Siamo partiti piantando il primo albero. Oggi ci prendiamo cura di due scalinate storiche e di due aree verdi che abbiamo adottato e rinaturalizzato. In una di queste abbiamo creato anche un “percorso botanico nella macchia mediterranea”, con targhe che raccontano le caratteristiche delle piante presenti lungo il cammino. Si chiama Sentiero del Serro. Abbiamo inoltre finanziato e realizzato l’illuminazione delle celle campanarie di tre chiese del comune di Scilla.

Nel frattempo stiamo portando avanti altri nuovi progetti, sempre con la stessa idea: valorizzare il patrimonio storico, artistico, archeologico e culturale dei piccoli comuni. Per noi è da qui che può partire una crescita reale, anche sul piano sociale ed economico. Ci teniamo a specificare che il nostro lavoro nasce dalla passione ed è stato portato avanti senza contributi pubblici. Abbiamo realizzato tutto con i nostri sforzi e le nostre risorse.

Guardando al futuro, quale rischio corre la Calabria se questo patrimonio genetico e culturale andasse perduto, e quale invece la grande opportunità se venisse davvero tutelato e valorizzato?
Il rischio è una perdita irreversibile. Non solo di biodiversità, ma anche di conoscenza.

Sui vitigni calabresi esiste ancora molta confusione. La narrazione è fin troppo intrisa di luoghi comuni, narrazioni ellenocentriche e un certo esotismo che ne oscurano la reale origine e complessità. Ci siamo accorti che anche alcuni dizionari specialistici, sui vitigni calabresi, riportano informazioni sbagliate. Alimentando la confusione. Lo stesso accade online, dove spesso circolano notizie incomplete o del tutto errate.

Dal punto di vista della ricerca le uve che stiamo recuperando potrebbero aiutare i genetisti a ricostruire le relazioni di parentela tra i vitigni italiani. Potrebbero anche rivelare un buon potenziale enologico, e quindi usarli per fare dei vini.

Alcune di queste piante, inoltre, hanno mostrato una notevole capacità di adattamento alle condizioni ambientali del territorio. Studiarle potrebbe offrire informazioni preziose per affrontare il cambiamento climatico, alcune fitopatie e le sfide di una viticoltura più sostenibile.

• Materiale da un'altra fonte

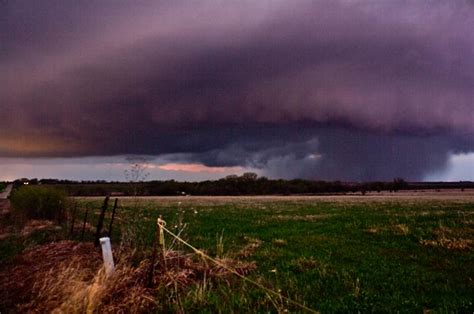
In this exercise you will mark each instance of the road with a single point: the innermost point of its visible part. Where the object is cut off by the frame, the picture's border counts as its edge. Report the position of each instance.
(6, 192)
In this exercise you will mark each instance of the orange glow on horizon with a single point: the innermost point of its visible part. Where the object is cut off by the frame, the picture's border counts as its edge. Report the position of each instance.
(198, 168)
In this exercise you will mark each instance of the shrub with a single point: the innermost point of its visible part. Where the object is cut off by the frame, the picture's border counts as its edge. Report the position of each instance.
(37, 202)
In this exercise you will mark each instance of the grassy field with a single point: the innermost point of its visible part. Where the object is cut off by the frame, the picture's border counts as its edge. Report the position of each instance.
(377, 253)
(407, 255)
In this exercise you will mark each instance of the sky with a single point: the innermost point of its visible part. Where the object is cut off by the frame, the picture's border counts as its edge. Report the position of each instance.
(332, 90)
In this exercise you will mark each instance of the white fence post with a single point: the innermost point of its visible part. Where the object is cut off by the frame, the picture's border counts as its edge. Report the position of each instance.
(107, 256)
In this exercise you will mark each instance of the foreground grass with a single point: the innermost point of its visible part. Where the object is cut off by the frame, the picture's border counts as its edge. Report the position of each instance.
(333, 257)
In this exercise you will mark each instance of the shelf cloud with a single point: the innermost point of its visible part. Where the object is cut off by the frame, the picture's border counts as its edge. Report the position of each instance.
(351, 90)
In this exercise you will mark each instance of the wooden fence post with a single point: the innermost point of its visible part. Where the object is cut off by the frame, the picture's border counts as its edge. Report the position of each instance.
(84, 224)
(100, 223)
(112, 219)
(71, 231)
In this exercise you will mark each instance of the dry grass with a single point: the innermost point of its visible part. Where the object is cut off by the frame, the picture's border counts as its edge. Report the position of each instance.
(68, 277)
(250, 248)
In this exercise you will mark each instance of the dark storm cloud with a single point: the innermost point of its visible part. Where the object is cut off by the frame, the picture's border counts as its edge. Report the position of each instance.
(332, 89)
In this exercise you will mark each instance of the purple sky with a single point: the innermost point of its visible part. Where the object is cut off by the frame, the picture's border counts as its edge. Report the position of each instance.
(350, 90)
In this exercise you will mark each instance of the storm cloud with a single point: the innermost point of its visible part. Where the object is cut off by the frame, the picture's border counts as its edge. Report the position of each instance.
(356, 90)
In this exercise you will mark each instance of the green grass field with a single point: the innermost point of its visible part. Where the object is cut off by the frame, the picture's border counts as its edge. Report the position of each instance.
(383, 256)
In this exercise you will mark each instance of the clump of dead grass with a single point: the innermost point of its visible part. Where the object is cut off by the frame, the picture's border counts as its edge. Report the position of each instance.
(249, 249)
(68, 277)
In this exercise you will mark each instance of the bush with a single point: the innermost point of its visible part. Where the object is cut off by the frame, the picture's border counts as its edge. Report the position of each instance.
(37, 202)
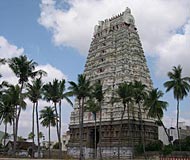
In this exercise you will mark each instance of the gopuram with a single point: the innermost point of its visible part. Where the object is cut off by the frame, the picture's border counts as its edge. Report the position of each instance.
(115, 56)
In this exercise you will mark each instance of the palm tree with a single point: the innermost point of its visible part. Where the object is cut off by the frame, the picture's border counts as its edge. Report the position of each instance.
(139, 94)
(34, 94)
(6, 113)
(97, 93)
(55, 92)
(31, 135)
(81, 91)
(156, 107)
(180, 86)
(62, 95)
(2, 61)
(125, 93)
(14, 99)
(48, 118)
(23, 69)
(93, 107)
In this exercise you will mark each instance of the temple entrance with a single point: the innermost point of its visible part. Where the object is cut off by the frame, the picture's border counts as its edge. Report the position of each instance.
(94, 142)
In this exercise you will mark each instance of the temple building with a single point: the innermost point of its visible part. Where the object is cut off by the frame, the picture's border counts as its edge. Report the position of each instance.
(115, 56)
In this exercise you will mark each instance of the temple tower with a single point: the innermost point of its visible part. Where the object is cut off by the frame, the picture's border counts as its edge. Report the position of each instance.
(115, 56)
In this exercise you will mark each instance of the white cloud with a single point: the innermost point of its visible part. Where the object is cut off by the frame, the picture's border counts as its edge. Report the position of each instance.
(157, 21)
(175, 51)
(52, 73)
(8, 50)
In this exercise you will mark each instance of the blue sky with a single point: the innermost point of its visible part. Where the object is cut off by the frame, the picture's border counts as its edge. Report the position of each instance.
(57, 35)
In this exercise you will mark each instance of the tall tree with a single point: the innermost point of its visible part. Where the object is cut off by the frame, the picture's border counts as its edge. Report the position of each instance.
(97, 93)
(55, 92)
(62, 96)
(6, 113)
(23, 69)
(180, 86)
(125, 93)
(13, 96)
(81, 90)
(2, 61)
(48, 119)
(139, 95)
(34, 92)
(94, 108)
(156, 107)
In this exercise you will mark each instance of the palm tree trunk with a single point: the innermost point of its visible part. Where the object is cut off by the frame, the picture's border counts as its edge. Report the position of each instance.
(142, 129)
(33, 130)
(129, 125)
(60, 144)
(5, 136)
(14, 132)
(179, 137)
(100, 132)
(81, 112)
(18, 116)
(164, 128)
(95, 151)
(19, 109)
(121, 125)
(57, 124)
(49, 143)
(38, 129)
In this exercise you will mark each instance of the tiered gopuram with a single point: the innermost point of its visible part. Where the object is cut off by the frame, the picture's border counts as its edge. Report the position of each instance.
(115, 56)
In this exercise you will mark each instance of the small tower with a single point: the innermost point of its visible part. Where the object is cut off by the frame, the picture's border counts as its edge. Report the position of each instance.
(115, 56)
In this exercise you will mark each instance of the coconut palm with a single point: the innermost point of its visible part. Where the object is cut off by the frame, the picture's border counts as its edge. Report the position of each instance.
(93, 107)
(156, 107)
(48, 119)
(51, 93)
(34, 92)
(23, 69)
(6, 112)
(97, 93)
(81, 90)
(139, 94)
(55, 92)
(2, 61)
(13, 96)
(180, 86)
(124, 93)
(62, 96)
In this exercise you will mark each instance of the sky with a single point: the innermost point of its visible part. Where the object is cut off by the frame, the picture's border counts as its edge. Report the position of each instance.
(57, 34)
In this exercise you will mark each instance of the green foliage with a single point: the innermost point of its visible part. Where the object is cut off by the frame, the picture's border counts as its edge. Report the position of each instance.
(167, 149)
(185, 144)
(154, 146)
(31, 135)
(56, 145)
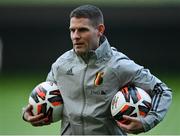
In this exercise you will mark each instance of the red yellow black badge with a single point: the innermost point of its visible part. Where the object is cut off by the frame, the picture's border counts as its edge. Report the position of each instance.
(99, 78)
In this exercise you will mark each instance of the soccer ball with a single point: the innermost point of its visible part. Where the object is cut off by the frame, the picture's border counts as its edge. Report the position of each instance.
(46, 98)
(131, 101)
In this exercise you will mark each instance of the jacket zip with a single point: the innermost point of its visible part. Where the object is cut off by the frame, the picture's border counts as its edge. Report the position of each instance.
(84, 100)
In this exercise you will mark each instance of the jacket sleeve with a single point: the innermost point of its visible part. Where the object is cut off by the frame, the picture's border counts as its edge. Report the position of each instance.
(161, 95)
(51, 74)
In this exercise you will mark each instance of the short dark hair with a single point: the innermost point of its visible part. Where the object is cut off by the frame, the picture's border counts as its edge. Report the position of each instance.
(88, 11)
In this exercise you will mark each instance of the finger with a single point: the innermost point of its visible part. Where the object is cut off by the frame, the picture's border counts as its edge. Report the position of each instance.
(35, 118)
(132, 119)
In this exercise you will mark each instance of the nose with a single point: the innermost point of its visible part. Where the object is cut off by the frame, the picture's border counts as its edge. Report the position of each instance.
(75, 34)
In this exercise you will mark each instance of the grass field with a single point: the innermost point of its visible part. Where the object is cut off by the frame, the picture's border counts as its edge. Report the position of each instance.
(14, 93)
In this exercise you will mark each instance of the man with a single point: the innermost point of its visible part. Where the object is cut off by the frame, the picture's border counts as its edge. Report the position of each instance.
(90, 75)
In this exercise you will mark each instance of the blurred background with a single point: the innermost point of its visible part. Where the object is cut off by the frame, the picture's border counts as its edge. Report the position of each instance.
(34, 33)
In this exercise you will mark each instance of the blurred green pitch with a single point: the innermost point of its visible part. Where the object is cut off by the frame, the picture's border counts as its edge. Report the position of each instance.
(14, 93)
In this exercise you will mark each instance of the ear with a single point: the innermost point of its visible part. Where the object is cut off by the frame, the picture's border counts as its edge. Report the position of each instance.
(101, 29)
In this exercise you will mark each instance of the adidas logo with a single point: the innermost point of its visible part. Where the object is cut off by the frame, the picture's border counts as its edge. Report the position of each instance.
(70, 72)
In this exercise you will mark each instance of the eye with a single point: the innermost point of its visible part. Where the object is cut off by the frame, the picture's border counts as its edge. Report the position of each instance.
(83, 29)
(72, 30)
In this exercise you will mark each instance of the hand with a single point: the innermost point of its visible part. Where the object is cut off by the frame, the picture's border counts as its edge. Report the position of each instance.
(35, 120)
(134, 126)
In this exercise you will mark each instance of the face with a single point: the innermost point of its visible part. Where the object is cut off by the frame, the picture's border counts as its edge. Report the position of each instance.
(84, 35)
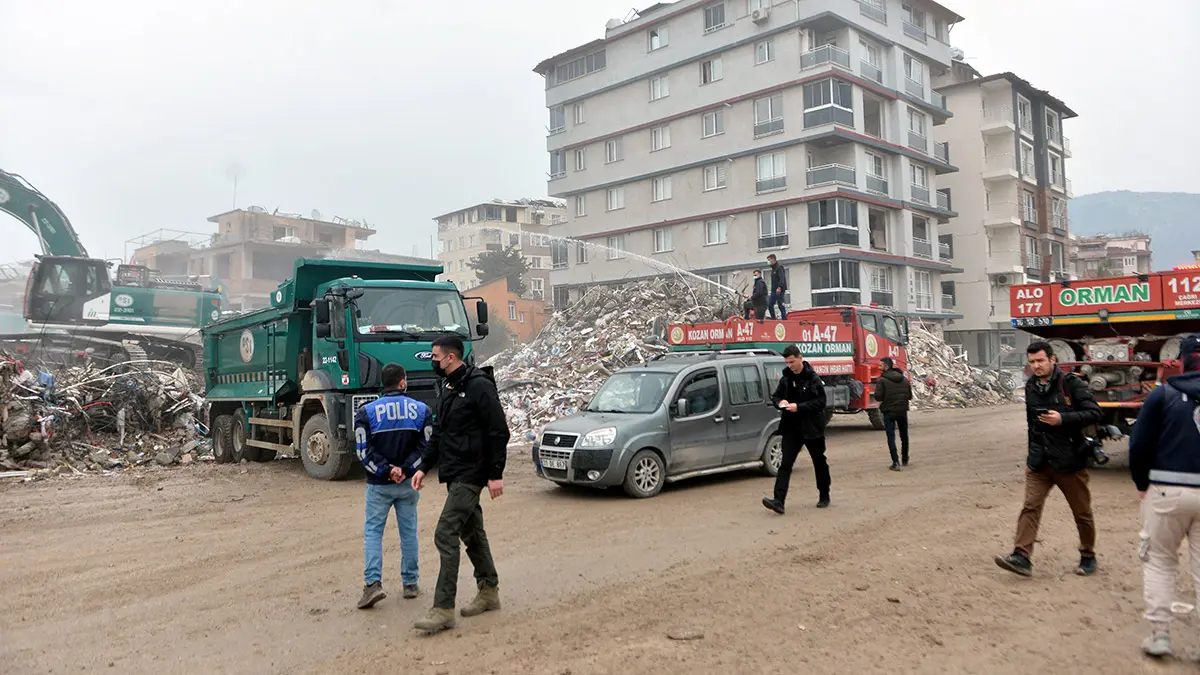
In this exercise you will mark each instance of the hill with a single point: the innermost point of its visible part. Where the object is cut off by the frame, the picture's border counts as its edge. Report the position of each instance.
(1171, 219)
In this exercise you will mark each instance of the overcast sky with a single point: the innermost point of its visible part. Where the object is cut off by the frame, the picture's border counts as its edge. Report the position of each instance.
(136, 114)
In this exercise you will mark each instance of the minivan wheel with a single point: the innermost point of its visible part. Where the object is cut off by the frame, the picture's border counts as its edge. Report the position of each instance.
(646, 475)
(773, 455)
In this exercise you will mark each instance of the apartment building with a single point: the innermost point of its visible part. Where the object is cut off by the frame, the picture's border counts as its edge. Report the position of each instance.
(1012, 196)
(1107, 255)
(497, 225)
(707, 135)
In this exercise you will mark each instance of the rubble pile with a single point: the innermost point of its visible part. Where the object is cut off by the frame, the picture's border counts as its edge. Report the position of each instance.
(79, 418)
(941, 378)
(607, 329)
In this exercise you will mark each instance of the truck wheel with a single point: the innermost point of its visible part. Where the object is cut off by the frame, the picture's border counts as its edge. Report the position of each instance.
(646, 475)
(773, 455)
(222, 440)
(324, 457)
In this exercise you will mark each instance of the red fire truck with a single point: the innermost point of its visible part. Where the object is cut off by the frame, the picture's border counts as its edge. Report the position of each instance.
(1121, 334)
(844, 344)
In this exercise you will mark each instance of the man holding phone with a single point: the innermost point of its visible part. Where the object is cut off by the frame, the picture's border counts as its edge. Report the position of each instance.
(1057, 407)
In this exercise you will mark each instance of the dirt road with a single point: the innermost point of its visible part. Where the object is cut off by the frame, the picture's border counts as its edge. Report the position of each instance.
(257, 568)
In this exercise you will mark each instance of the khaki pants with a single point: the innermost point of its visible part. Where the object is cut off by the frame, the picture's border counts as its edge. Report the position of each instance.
(1168, 514)
(1079, 499)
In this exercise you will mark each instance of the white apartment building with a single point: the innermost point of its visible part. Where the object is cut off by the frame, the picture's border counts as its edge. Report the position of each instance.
(496, 225)
(709, 133)
(1012, 196)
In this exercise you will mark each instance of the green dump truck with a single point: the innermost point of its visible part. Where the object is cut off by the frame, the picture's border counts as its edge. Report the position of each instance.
(287, 380)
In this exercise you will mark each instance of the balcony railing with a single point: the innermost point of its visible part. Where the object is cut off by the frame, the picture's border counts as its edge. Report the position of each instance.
(877, 184)
(831, 173)
(921, 193)
(825, 54)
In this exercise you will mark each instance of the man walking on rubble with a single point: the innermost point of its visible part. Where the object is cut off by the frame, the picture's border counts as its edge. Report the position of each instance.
(801, 399)
(1057, 407)
(468, 446)
(893, 390)
(1164, 461)
(389, 437)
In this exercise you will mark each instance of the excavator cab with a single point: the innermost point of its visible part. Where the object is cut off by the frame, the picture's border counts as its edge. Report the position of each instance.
(67, 290)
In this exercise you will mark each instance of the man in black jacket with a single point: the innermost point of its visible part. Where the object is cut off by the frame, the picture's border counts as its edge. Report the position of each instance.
(1057, 407)
(801, 399)
(468, 446)
(893, 390)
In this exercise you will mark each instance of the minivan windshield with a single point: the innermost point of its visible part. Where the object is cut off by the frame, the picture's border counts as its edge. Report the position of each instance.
(631, 393)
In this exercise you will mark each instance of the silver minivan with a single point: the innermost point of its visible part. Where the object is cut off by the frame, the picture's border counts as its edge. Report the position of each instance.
(681, 416)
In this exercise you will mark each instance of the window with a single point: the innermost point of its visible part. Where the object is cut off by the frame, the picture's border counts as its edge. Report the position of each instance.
(773, 228)
(660, 137)
(658, 39)
(834, 282)
(660, 88)
(713, 124)
(714, 17)
(829, 101)
(714, 177)
(557, 119)
(617, 248)
(616, 198)
(711, 71)
(663, 240)
(613, 150)
(660, 189)
(772, 172)
(717, 232)
(768, 115)
(744, 383)
(763, 52)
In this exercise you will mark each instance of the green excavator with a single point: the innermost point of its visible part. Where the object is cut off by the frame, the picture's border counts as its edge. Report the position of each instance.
(73, 305)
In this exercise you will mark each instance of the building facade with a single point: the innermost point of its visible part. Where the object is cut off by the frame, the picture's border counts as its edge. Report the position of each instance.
(493, 226)
(1012, 199)
(1096, 257)
(707, 135)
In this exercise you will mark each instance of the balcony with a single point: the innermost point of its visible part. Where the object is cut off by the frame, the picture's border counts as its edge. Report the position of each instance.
(829, 174)
(825, 54)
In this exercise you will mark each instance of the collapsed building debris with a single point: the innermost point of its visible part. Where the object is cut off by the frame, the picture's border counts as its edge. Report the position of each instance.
(85, 417)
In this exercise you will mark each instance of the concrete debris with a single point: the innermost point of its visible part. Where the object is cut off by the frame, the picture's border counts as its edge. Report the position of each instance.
(941, 378)
(77, 418)
(610, 328)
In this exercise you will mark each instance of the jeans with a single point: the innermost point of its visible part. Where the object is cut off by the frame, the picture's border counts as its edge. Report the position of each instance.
(381, 500)
(891, 422)
(462, 520)
(792, 447)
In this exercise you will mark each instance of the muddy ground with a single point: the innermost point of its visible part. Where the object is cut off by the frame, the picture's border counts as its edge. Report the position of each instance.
(257, 568)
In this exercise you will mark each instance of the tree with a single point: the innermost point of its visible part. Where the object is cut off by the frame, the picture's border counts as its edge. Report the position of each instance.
(502, 263)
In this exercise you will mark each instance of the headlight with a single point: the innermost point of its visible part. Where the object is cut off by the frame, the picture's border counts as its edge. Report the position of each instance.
(600, 437)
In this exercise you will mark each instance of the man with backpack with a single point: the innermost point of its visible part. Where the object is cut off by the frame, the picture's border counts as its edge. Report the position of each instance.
(1057, 407)
(1164, 460)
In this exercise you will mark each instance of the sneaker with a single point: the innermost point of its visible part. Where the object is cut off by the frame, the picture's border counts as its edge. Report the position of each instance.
(371, 595)
(1017, 563)
(773, 505)
(1158, 644)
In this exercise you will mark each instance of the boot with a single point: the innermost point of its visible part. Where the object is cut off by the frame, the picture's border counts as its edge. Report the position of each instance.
(487, 599)
(438, 619)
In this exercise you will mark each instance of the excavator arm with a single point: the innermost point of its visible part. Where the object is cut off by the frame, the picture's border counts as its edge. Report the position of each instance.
(24, 202)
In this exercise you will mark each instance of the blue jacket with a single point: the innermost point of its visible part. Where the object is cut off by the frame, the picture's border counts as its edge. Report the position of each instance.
(390, 431)
(1164, 447)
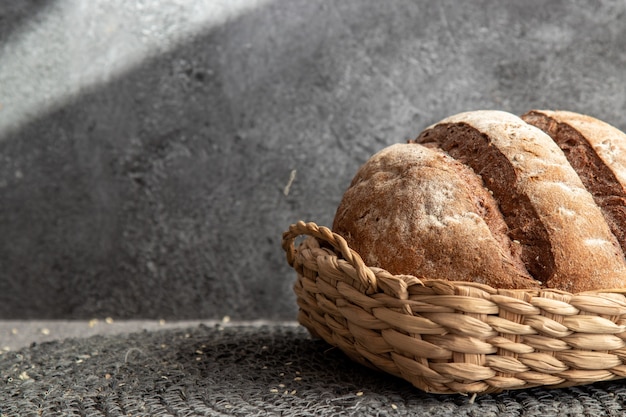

Un ruolo importante potrebbero avercelo anche i campioni di Vitis sylvestris che abbiamo recuperato e consegnato all’Università. Possono aiutarci a comprendere meglio l’origine e la domesticazione della vite ed eventuali relazioni con i vitigni oggi coltivati in Calabria.

Il nostro desiderio più grande è che questa straordinaria ricchezza di biodiversità, oggi ormai attestata dalla ricerca scientifica, venga finalmente riconosciuta per il suo reale valore e adeguatamente tutelata.

Salvare questo patrimonio significa proteggere la nostra storia e la nostra identità. Ma anche creare nuove opportunità per la ricerca, per i produttori e per il futuro della viticoltura calabrese. I benefici quindi, sono davvero tanti. Ma bisogna agire in fretta. Gli incendi, l’abbandono delle campagne, e lo spopolamento avanzano troppo velocemente.